Chez les patients atteints d’un mélanome uvéal non résécable ou métastatique (mUm) – une maladie de mauvais pronostic et historiquement associée à un taux de survie de <5 à 5 ans – le tebentafusp a doublé la probabilité de survie à 5 ans avec un taux de survie globale (SG) de 16 % dans le bras tebentafusp contre 8 % dans le bras témoin. Ces résultats, relatifs à l'étude prospective randomisée de phase 3, ont été présentés par Immunocore Holdings lors d'une séance orale au congrès 2026 de l'American Association for Cancer Research (Aacr), en cours à San Diego (USA). Il s'agit du suivi le plus long jamais rapporté pour un activateur de lymphocytes T dans une tumeur solide, a indiqué la société dans un communiqué.
Dans l’étude – lit-on – 378 patients ont été randomisés pour recevoir le tebentafusp (252) ou le choix de l’investigateur (126, 82 % de pembrolizumab). La survie globale (SG) médiane était de 21,6 mois avec le tebentafusp, contre 16,9 mois avec le choix de l’investigateur (IC). Statistiquement, les courbes de survie de Kaplan-Meier se sont séparées précocement et sont restées distinctes au fil du temps, confirmant la durabilité du bénéfice même avec un suivi prolongé.
« Ces résultats importants nous permettent, pour la première fois, de parler en toute confiance aux patients de la possibilité de survie à long terme », déclare Paul Nathan, professeur et oncologue médical au Mount Vernon Cancer Centre, au Royaume-Uni. « Avant le tebentafusp, ces perspectives étaient impensables pour les patients atteints de mélanome uvéal métastatique. » Mohammed Dar, médecin-chef d’Immunocore, ajoute : « Ces données de survie globale à long terme soutiennent le tebentafusp comme norme de soins de première intention pour les patients Hla-A*02:01 positifs atteints d’un mélanome uvéal métastatique. Le bénéfice en termes de survie était évident même chez les patients présentant des facteurs de mauvais pronostic connus, y compris les patients présentant de grosses tumeurs et une maladie extrahépatique. »
Les données – poursuit la note – ont confirmé que le bénéfice en termes de SG était principalement dû au tebentafusp plutôt qu’aux thérapies ultérieures. Parmi les patients traités par le tébentafusp encore en vie à 5 ans, près de la moitié (44 %) avaient reçu du tébentafusp seul, tandis que 86 % des patients vivants au même moment dans le groupe témoin l’avaient reçu par la suite. Le bénéfice global en termes de survie avec le tébentafusp a été observé quels que soient les facteurs pronostiques défavorables connus au départ (charge tumorale élevée (≥ 10 cm) ; taux de Ldh élevés) ou la localisation de la tumeur (hépatique uniquement, hépatique et extrahépatique). Le bénéfice en matière de SG a également été observé chez les patients présentant une meilleure réponse égale à la progression de la maladie, y compris ceux présentant une augmentation de la croissance tumorale supérieure à 20 %.

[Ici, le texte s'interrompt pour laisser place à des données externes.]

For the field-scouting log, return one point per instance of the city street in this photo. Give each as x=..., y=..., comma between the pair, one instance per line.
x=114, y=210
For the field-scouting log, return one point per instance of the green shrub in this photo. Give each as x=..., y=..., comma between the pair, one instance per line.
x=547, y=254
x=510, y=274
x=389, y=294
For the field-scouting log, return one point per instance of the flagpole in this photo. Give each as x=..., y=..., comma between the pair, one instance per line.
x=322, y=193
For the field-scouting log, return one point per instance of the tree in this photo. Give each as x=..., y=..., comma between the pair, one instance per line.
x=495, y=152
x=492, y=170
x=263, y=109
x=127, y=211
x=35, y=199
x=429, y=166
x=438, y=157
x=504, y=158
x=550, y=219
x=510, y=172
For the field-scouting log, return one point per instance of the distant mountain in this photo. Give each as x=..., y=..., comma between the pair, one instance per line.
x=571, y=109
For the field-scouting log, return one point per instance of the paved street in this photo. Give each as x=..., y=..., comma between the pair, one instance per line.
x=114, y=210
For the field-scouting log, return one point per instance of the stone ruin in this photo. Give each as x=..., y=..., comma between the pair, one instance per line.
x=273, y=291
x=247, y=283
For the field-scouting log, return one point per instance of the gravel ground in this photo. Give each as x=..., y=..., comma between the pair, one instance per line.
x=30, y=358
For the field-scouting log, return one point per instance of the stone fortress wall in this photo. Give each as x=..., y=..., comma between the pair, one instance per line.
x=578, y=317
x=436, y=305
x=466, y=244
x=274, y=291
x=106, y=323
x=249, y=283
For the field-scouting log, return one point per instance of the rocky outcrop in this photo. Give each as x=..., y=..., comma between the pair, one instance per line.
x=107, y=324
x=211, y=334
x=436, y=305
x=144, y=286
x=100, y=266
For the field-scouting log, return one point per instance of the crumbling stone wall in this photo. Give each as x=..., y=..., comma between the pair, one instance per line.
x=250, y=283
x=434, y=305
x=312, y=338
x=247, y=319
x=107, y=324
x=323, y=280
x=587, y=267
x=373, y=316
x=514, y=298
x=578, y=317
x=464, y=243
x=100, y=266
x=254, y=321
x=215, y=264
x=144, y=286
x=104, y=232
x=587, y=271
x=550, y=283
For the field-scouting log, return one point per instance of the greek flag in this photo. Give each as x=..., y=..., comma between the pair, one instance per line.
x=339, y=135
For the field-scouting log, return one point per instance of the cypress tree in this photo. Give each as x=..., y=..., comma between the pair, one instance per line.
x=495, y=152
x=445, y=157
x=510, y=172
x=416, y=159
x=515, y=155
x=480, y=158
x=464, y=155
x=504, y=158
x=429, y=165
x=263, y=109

Un plus grand nombre de patients ont poursuivi le traitement au-delà de la progression tumorale dans le bras tebentafusp par rapport au bras témoin (57 % contre 25 %), bien que l’étude ait permis cette option dans les deux groupes. Les patients traités par tebentafusp ont obtenu un taux de réduction tumorale près de 7 fois supérieur avec la poursuite du traitement au-delà de la progression initiale par rapport aux patients du groupe témoin (27 % contre 4 %). De plus, les patients qui ont poursuivi le traitement par tebentafusp au-delà de la progression tumorale ont eu une survie post-progression plus longue que ceux qui ont arrêté le traitement, même après avoir pris en compte les différences dans les caractéristiques des patients.
Chez les patients traités par tebentafusp, une survie globale plus longue a été associée à un ADNc indétectable au départ ou à une réduction de l’ADNc ≥ 50 % à la semaine 9. Parmi les 21 patients évaluables par l’ADN qui ont survécu ≥ 5 ans, 71 % avaient un ADNc indétectable au départ et 29 % ont obtenu une clairance de l’ADNc à la semaine 9. De profondes réductions de l’ADNc ont été observées dans toutes les catégories Recist. La réponse moléculaire précoce de l’ADNc continue de s’avérer être un indicateur plus sensible de l’activité du tebentafusp que les mesures radiographiques.